Direct assessment of memory modules involves subjective and objective measurement of coherence, rationality, correctness, and accuracy.

Indirect Evaluation

Tasks such as conversation, multi-source question-answering, and long-context applications serve as indirect assessment tools for memory efficacy, with success rates and exploration scopes further gauge memory performance.

Figure 4: An overview of the evaluation methods of the memory module.

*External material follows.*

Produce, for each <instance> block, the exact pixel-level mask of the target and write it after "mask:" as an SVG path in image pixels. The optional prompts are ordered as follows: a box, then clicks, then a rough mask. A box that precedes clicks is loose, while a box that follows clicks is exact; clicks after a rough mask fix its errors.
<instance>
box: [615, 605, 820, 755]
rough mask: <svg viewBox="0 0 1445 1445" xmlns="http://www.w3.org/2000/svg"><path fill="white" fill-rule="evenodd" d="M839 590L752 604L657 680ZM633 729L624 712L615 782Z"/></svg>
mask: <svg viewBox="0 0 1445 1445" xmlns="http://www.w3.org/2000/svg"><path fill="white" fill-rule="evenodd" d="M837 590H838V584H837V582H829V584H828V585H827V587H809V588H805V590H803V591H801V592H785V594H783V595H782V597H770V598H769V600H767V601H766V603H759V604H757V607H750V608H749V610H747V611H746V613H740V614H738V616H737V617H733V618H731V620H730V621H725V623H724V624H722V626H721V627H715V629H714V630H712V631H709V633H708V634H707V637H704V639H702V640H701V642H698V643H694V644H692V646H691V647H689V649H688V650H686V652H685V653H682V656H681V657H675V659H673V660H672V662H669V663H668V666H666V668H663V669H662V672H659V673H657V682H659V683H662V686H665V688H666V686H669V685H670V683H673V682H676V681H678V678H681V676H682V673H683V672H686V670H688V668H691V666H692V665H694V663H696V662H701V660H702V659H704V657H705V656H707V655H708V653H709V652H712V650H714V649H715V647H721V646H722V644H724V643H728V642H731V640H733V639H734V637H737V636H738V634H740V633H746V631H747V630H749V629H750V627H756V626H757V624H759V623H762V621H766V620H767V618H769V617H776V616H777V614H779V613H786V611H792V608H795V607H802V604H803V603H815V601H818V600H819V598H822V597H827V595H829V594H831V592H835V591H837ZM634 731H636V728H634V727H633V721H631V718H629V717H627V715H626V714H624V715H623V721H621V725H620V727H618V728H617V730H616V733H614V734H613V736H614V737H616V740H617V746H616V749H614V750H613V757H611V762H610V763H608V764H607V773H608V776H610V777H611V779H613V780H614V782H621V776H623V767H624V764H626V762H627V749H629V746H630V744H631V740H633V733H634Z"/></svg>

Memory-enhanced Applications

In applications like role-playing, social simulation, personal assistant tasks, and more, memory is critical for maintaining context, personalizing user experiences, and providing specialized domain knowledge through external data integration.

Future Directions

Further research avenues include parametric memory advancements, memory in multi-agent systems, lifelong learning, and humanoid agents. These developments hold the promise of optimizing LLM-based agents' abilities across diverse scenarios.

Conclusion

This survey systematically explores the memory mechanisms pivotal to transitioning LLMs to self-evolving, intelligent agents. The comprehensive review offers insights and foundational knowledge, aiming to inspire future research while tackling memory-centric challenges in AI development.